Mete’nin anlatısında geçen örnekler aynı bakanla ardışık günlerde ama habersiz yapılan ziyaretler, ortak gündemin bölünmesi, temsil krizleri aslında sadece AK Parti’nin değil, birçok partinin yerel-genel yapısında görülen kronik sorunlara işaret ediyor. Görünürde güçlü olan teşkilatlar, içeriden zayıfladığında temsil zeminini kaybedebiliyor.
Milletvekili Mete’nin belki de açıklamanın en sarsıcı bölümü, teşkilat içinde bir tür “korku iklimi”nden söz edilen kısmı. “Hiçbir ilçe başkanı Ankara’ya gelemedi. Davet ettim, gelmediler. Birilerinden korkuyorlar” diyen Mete, sorunun yalnızca Haluk Laçin ile sınırlı olmadığını, yapısal bir sindirme ve çekinme haliyle karşı karşıya olduklarını ima etti.
Kadem Mete, bu tespitiyle kimi kast etti?
Mete’nin “Siyaset cesur adamların işidir” cümlesi, salonu alkışa boğmuş olabilir. Ancak bu söz, aynı zamanda bir çağrının ya da sitemin değil, yalnız bırakılma duygusunun da izini taşıyor olabilir.
Kadem Mete’nin açıklamasında Cumhurbaşkanı’na bağlılık, istikrarlı biçimde yineleniyor. Teşkilat şeması, Recep Tayyip Erdoğan’a ulaşan dikey bir çizgiyle tanımlanıyor. Ancak bu sadakat zincirinin ara halkaları kırıldığında, merkezi yapıdan gelen siyasi sinyallerin teşkilatlara nasıl yansıdığı sorusu da tartışmalı hale geliyor. Siyasi partiler, yalnızca yukarıdan aşağıya işleyen yapılardan ibaret değildir. Aşağıdan gelen bilgi, katkı ve itirazların da sistemli biçimde işlenebildiği yapılara ihtiyaç duyar. Kadem Mete’nin konuşması, işte tam da bu çift yönlü işleyişin işlemediğine dair bir işaret.
Muğla’da yaşanan bu durum, yalnızca yerel bir gerilim midir? Yoksa parti içi güç denklemlerinin sahaya yansıyan belirtilerinden biri midir?

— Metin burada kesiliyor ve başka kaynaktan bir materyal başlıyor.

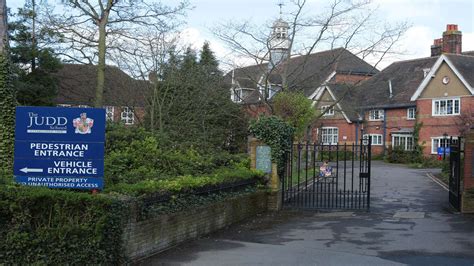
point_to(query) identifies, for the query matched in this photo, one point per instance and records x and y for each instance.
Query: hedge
(46, 226)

AK Parti, 20 yılı aşan iktidarında en çok da uyumlu teşkilat yapısıyla tanındı. Ancak bu uyumun, zaman zaman sessizlikle karıştırıldığı anlar da oldu. Kadem Mete’nin konuşması, bu sessizliğin taşırdığı bir an gibi okunabilir. Kadem Mete’nin çıkışı, bir kırılma anı mıdır, yoksa sadece geçici bir sitem mi? Bu sorunun yanıtı, belki de Muğla’daki teşkilat yapısının alacağı yeni şekil kadar, genel merkezde bu tür çıkışlara nasıl yanıt verildiğiyle de belirlenecek.
Bir tespitle bitirelim.
Ak Parti Muğla İl Başkanı Haluk Laçin, Sağlık Bakanı Prof. Dr. Kemal Memişoğlu’na gerçekleştirdiği ziyarette Muğla’daki devlet hastanelerinde eksikliği hissedilen tıbbi cihazlara dair İl Sağlık Müdürlüğü tarafından hazırlanan listeyi bakana sunmuş. Ancak ziyaret sonrasında yapılan teşekkür açıklamasında milletvekillerine yer verilmemesi, teşkilat içi uyumsuzluğu adeta belgelemiş durumda.